Gerard Wynn, PlanetArk 23 Nov 09;
LONDON - Action to limit global warming to 2 degrees Celsius is beyond simply inventing new, low-carbon technologies and depends on wider changes to behavior and the way communities are built, said a Royal Dutch Shell executive.
Oil major Shell was among nine firms which signed on Friday a letter addressed to head of the European Union's executive Commission, Jose Manuel Barroso, calling for a "strong deal" on climate at a global U.N. meeting next month in Copenhagen.
Climate scientists say that the world must limit average global warming to 2 degrees Celsius to avoid dangerous climate change. "I think that (it) is extremely demanding," said Graeme Sweeney, Shell's executive vice-president of future fuels and CO2, of that target.
"It is more than the (energy) supply-side, more than the technology, it will require a clear approach to the demand-side including behavior," he told Reuters on Friday.

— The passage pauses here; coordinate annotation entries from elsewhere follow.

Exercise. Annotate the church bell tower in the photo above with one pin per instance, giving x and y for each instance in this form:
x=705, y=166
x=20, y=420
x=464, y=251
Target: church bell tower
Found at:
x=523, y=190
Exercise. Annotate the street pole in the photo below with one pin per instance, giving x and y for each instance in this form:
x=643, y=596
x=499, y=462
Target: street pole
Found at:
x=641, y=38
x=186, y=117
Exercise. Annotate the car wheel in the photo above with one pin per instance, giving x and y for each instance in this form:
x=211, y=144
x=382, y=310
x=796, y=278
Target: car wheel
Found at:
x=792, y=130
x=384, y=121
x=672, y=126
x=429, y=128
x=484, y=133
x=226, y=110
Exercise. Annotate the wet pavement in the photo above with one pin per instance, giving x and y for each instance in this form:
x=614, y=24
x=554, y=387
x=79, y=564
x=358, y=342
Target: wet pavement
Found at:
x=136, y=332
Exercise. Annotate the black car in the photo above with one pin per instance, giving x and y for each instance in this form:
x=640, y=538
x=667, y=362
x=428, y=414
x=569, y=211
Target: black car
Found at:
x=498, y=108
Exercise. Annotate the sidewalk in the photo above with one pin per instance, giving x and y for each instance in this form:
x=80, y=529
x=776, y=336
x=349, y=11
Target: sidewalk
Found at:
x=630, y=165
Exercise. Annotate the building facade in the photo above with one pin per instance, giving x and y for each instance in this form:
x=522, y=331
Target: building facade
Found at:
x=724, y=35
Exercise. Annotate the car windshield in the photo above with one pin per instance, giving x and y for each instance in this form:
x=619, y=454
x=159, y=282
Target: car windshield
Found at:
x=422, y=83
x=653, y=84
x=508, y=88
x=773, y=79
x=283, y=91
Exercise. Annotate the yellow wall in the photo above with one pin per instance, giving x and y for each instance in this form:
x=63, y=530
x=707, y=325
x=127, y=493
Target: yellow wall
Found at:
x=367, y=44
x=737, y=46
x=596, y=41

"What we understand is that the 2 degrees rise is associated with a 450 parts per million of CO2 equivalent ... and that should guide the global agreements as they are set in place," he said referring to the concentration of greenhouse gases in the atmosphere which would result in about 2 degrees warming.
"It will require behavioral change to be achieved, change as individuals and collectively. That doesn't mean we don't have to do all the supply-side things as well."
Behavior change could include individuals retro-fitting their own homes with efficiency upgrades and installation of low-carbon appliances, and the re-design of communities to allow more thrifty use of energy -- for example to encourage cycling, public transport or provide local generation of energy from waste.
The world will have to limit greenhouse gas emissions from deforestation as well as from burning fossil fuels, he added.
Shell is working on producing a new generation of low-carbon transport fuels from non-food crops such as wood waste. One criticism of biofuels now, for example when produced from corn, is that they compete with food crops and so stoke food prices and perhaps spur deforestation.
Sweeney said he disagreed with recent research which suggested that second generation biofuels would also compete with cropland and so spur deforestation.
Shell is also funding technologies which might be able to suck carbon dioxide out of the atmosphere, in particular an approach which involves quarrying minerals that when exposed to the air can absorb CO2 and then be used as a building material.
"We're working on mineralization, that's the conversion of the captured CO2 into what would then effectively become building materials. We think that there's a considerable scope in that and we continue to work on it."